Software Integrity Blog


Connected car security and privacy questioned

A new report due out on Monday from U.S. senator finds that the auto makers attempts to prevent hackers from gaining control of a vehicle’s electronics are “inconsistent and haphazard,” while the companies collect driver histories, and other personal data, often without customer consent.

“Drivers have come to rely on these new technologies, but unfortunately the automakers haven’t done their part to protect us from cyberattacks or privacy invasions,” said the senator, Edward J. Markey, Democrat of Massachusetts.

According to the New York Times, which obtained an advance copy, said the report finds “a clear lack of appropriate security measures to protect drivers against hackers who may be able to take control of a vehicle” or hackers who wish to “collect and use personal driver information,” the report expressed concerns over how automakers track drivers’ behavior and collect, transmit and store that information.

The Senator’s office found that data on driving histories are harvested by the auto makers and sometimes shared with third parties without customers being aware. “This reveals that a majority of vehicle manufacturers offer features that not only record but also transmit driving history wirelessly to themselves or to third parties,” the report said.

The phrase “legitimate business purposes” is vague, the report said, allowing manufacturers the opportunity for all kinds of data collection.
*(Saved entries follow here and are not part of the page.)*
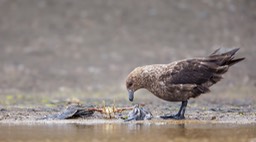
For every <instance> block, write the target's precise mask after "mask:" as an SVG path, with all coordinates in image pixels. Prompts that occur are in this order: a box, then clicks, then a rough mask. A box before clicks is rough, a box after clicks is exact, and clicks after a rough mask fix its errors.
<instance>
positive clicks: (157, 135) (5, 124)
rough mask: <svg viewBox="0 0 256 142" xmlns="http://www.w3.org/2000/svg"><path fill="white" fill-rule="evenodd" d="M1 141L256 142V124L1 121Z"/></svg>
mask: <svg viewBox="0 0 256 142" xmlns="http://www.w3.org/2000/svg"><path fill="white" fill-rule="evenodd" d="M0 141H1V142H8V141H15V142H18V141H27V142H29V141H31V142H32V141H33V142H59V141H61V142H68V141H70V142H71V141H77V142H79V141H81V142H82V141H83V142H107V141H111V142H128V141H129V142H133V141H134V142H135V141H140V142H157V141H159V142H160V141H165V142H172V141H180V142H183V141H205V142H208V141H218V142H220V141H225V142H243V141H249V142H256V125H235V124H132V123H121V124H89V125H88V124H56V123H55V124H54V123H52V124H47V123H45V124H0Z"/></svg>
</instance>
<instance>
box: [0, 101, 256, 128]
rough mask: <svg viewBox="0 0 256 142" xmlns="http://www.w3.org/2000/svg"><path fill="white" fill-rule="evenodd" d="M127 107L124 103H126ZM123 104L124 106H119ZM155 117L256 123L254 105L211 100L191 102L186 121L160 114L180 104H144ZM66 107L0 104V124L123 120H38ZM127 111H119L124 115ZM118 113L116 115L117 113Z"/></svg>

Senator Markey will ask for clear federal rules to be established for what are permissible and appropriate uses of drivers’ data.

The report is based on data received from BMW, Fiat Chrysler, Ford, General Motors, Honda, Hyundai, Jaguar Land Rover, Mazda, Mercedes-Benz, Mitsubishi, Nissan, Porsche, Subaru, Toyota, Volkswagen and Volvo. Aston Martin, Lamborghini and Tesla did not contribute.

Wade Newton, a spokesman for the Alliance of Automobile Manufacturers, defended the auto makers. “Auto engineers incorporate security solutions into vehicles from the very first stages of design and production — and security testing never stops,” he said.